Computation-Efficient Reflection Coefficient Design for Graphene-Based RIS in Wireless Communications

Reconfigurable intelligent surface (RIS) has recently been in the spotlight as a key enabler for the sixth generation (6G) of wireless communication system. The essence of RIS-assisted wireless communications is to decide how to reconfigure RIS (or control reflection coefficients of unit cells) according to the given wireless environments. In particular, since an RIS is usually composed of multiple unit cells, and the amplitude and phase of a signal reflected by each unit cell are coupled, finding jointly optimal reflection coefficients regarding such aspects requires rich computational resources. In the past, most of the preceding studies builds their reflection coefficient models under less realistic assumptions to address such a challenge.

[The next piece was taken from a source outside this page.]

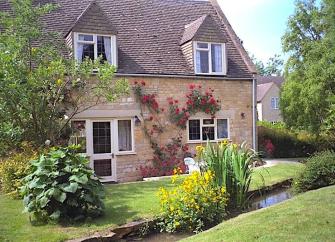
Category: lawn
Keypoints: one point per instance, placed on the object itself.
(306, 217)
(124, 203)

To overcome, this study models a practical and tractable reflection coefficient and proposes a computation-efficient method of near-optimal reflection coefficient design of graphene-based RIS unit cells. The method basically leverages a greedy algorithm, thereby obtaining an near-optimal reflection coefficient without multiple computing iterations. To further gain practicality, we propose a quantized reflection coefficient designing method, and show that 1-bit quantization achieves significant performance, which is close to that without quantization. Our numerical results demonstrate the effectiveness of the proposed algorithm by comparing with several benchmark schemes that require rich computational resources.